Did I Deserve 7 Years of This Imprisonment?

The below is written to give an acknowledgement to professor Martin Delatycki and doctor Louis Corben for their expertise in the medical conclusions of Friedreich Ataxia.

“Dr Peter Gibilisco was diagnosed with Friedreich ataxia at the age of 14 years. He is now 55 years old.  Friedreich ataxia is a rare, progressive neurological condition. The main symptoms of the condition include initial unsteadiness in walking, fatigue, sleep disturbance, incoordination of the upper limbs, reduced balance, reduced hearing, difficulty speaking and significant heart involvement. The affected person eventually loses their capacity to walk and becomes dependent on a wheelchair for mobility. In addition they increasingly require assistance with most personal care tasks as the disease progresses. To date there is no known cure for this life-shortening, devastatingly progressive and debilitating condition.

Friedreich ataxia affects Peter in the following ways:

Mobility: Peter is dependent on a manual wheelchair for mobility and relies on a hoist plus maximum assistance of two people for all transfers. Peter can only wheel himself a metre or two hence requires assistance from another to move the wheelchair around his room. He relies on a wheelchair accessible taxi for all transport outside of the home. He requires customised wheelchair seating and back support to maintain postural control and stability.  He requires customised wheelchair seating, and provision of an alternating air flow mattress and adjustable height bed to maintain skin integrity and prevent the development of pressure areas. Peter is unable to move himself in bed and given he occasionally requires toileting overnight he requires the availability of overnight care.

Accommodation: Peter currently lives in supported accommodation managed by Yooralla. He has resided in this facility since 2011. He has undergone a number of allied health visits to ensure he has access to the carer support he requires. This has proved problematic as his functional capacity has declined in line with disease progression and his carer requirements have proportionally increased. Prior to this move he lived in an accessible unit in Dandenong and received carer support.

Activities of daily living: Peter requires assistance in all areas of personal care including grooming (teeth-cleaning, shaving), dressing, showering, bed mobility and transfers. Peter is unable to feed himself however can administer drinks in a modified cup/straw once the cup is placed in his hand. He requires a carer to remove the cup on completion.

While Peter is continent he does have bladder frequency which means he is unable to delay attending to toileting needs once it is apparent it is required.  He requires physical assistance with all aspects of toileting including undressing and dressing, positioning of urinal, transferring onto commode if required and hygiene issues.

Peter is unable to participate in any aspect of domestic activities of daily living.

Community and Social Access/Communication: Peter requires carer assistance and supported transport to access and participate in all community based activities.

Due to the nature of his condition verbal communication is exceedingly difficult for Peter. He is profoundly dysarthric (slurred speech) and has trouble coordinating his breath and speech therefore speech is effortful and exhausting for him. It is at times very difficult to understand what he is saying and needless to say this is a source of great frustration for Peter. He requires continual carer assistance to communicate his needs either by face to face contact, by phone or electronically. As such he is completely dependent on assistance from another person to maintain important social connectedness by social media and web based communication as well as visits to community based activities. Due to the complexity of his multiple impairments (profound dysarthria, significantly impaired hand function, reduced vision and hearing) it is imperative that Peter receive adequate carer support to maintain his connection with every aspect of his life.
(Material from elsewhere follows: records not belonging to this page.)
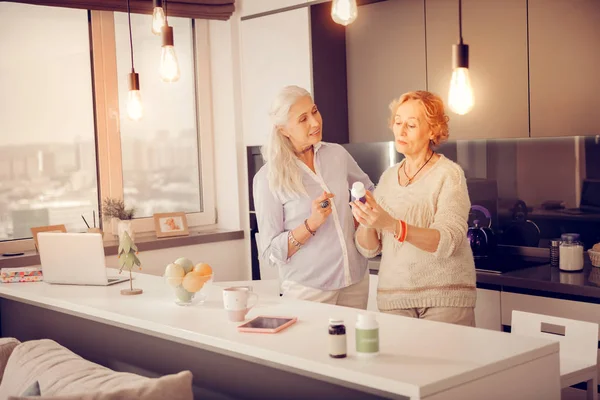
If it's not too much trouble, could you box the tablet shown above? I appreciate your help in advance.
[238,315,298,333]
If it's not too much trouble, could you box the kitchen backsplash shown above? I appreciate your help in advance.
[248,136,600,249]
[344,137,600,249]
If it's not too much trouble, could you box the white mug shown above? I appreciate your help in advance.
[223,286,258,322]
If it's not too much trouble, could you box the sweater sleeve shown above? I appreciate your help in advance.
[430,168,471,258]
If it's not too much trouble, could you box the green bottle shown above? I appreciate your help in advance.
[356,314,379,356]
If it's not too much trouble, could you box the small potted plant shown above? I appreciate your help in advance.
[102,198,135,241]
[118,231,143,296]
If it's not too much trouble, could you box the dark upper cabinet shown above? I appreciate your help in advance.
[425,0,528,139]
[529,0,600,137]
[346,0,426,143]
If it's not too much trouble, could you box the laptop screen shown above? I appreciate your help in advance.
[581,179,600,209]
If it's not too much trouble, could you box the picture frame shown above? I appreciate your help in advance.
[31,224,67,253]
[153,212,190,238]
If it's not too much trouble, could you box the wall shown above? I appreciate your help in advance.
[209,7,251,280]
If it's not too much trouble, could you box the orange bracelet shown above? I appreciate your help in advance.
[394,219,408,243]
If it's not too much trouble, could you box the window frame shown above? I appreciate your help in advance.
[0,10,217,253]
Consistent with this requirement is that Peter requires regular review of his technological needs in regards to access and ease of use.

Upper limb function: Peter’s upper limb function is significantly impaired by incoordination, weakness, sensory changes and spasticity.  Due to his extremely limited hand function he requires assistance with all tasks requiring strength or dexterity including feeding himself and use of a keyboard.  He also requires review and provision of equipment to promote and support his independence.
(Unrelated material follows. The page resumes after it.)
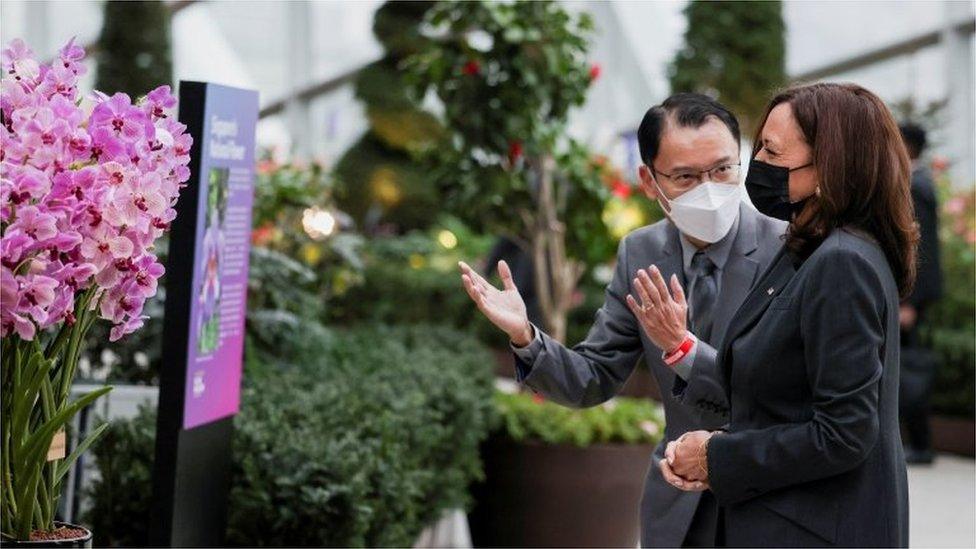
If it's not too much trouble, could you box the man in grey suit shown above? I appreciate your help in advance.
[461,94,786,547]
Cardiac function: Peter requires regular cardiac surveillance.

Physical Exertion and Stamina: Peter experiences ongoing fatigue which is related to his condition and impacts on his functional capacity.

Hearing and vision: Most individuals with Friedreich ataxia have an auditory neuropathy which impacts on the capacity to hear, particularly in a noisy environment. Moreover many individuals have visual impairment. Peter is no exception and has a significant hearing and visual impairment. In particular his visual impairment makes it exceedingly difficult to view a computer screen, his main source of communication hence it is imperative he have carer support available to support his communication needs.
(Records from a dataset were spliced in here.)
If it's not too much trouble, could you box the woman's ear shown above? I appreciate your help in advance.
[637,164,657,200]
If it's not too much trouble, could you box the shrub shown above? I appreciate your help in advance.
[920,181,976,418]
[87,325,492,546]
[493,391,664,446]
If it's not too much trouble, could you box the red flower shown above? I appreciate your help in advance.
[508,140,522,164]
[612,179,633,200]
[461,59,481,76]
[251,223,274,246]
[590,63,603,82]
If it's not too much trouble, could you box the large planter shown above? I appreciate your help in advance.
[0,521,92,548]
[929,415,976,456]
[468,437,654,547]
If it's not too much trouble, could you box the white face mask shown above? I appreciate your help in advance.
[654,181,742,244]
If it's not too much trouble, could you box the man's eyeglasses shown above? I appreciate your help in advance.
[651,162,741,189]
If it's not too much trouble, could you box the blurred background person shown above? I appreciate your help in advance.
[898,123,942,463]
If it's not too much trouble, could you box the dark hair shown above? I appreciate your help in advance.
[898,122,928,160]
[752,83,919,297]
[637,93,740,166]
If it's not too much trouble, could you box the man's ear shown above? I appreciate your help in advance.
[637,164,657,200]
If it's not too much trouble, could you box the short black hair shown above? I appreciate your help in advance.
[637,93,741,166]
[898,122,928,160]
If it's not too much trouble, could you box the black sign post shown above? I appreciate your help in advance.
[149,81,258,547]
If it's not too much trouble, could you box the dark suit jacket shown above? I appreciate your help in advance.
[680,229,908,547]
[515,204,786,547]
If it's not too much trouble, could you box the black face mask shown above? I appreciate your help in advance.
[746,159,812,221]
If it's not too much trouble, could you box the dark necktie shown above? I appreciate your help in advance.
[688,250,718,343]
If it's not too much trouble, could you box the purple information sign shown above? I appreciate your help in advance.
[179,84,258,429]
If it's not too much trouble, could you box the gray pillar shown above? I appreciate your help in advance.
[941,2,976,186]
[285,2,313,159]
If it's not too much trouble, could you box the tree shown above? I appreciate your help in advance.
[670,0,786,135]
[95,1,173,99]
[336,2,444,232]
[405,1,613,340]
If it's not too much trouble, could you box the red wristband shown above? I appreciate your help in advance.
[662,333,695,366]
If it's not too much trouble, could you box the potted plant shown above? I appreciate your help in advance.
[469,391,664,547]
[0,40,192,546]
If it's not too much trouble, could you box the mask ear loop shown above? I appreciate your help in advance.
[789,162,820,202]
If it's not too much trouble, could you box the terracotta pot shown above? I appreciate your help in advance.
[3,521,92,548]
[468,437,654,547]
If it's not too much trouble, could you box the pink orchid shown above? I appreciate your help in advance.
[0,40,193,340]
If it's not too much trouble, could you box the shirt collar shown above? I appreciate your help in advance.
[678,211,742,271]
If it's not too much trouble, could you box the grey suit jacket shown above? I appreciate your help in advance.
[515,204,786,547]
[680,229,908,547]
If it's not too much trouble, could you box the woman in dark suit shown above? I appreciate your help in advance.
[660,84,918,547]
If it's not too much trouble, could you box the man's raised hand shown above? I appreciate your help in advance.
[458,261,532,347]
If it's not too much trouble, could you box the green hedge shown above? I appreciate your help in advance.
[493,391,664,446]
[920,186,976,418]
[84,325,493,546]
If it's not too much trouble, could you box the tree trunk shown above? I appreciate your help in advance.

Speech and swallowing: Due to the presence of dysphagia he requires careful positioning to be fed in an upright position with no time constraints on how long it takes for the task to be completed

Ongoing medical and allied health review: It is important to note that Friedreich ataxia is progressive therefore Peter’s needs have changed and will continue to change. As such he requires regular, proactive medical and allied health management including regular review of his assistive equipment needs. He currently attends the Friedreich ataxia clinic at Monash Health on at least an annual basis however on occasions he requires more frequent review. Peter requires regular access to neurology and cardiology through the Friedreich ataxia clinic. In addition he requires regular (i.e., every two to four weeks) physiotherapy, occupational therapy, speech pathology and podiatry from specialised community based clinicians able to visit him in the home. Such clinicians will also be able to train the carers who are working with Peter on a daily basis to continue his programme of stretching, strengthening and activity that is critical to maintaining his health and well-being.

Prognosis: Friedreich ataxia is life-shortening. Progression of the neurological and cardiac symptoms associated with the condition renders the affected person dependent in mobility and self-care tasks on average 15 years after diagnosis. Peter is to be commended for his determination to maintain his functional capacity however his condition is steadily progressing and unfortunately his functional capacity continues to decline. Despite this fact he remains determined to maintain his functional capacity, health and well-being however cannot do so without access to supports such as provided through the NDIS.

Peter has Friedreich ataxia which is permanent, life-shortening and for which there is no cure. He will require support under the NDIS for his lifetime. He has a number of significant impairments that reduces his ability to perform daily activities and is dependent on assistance of others for most aspects of daily living.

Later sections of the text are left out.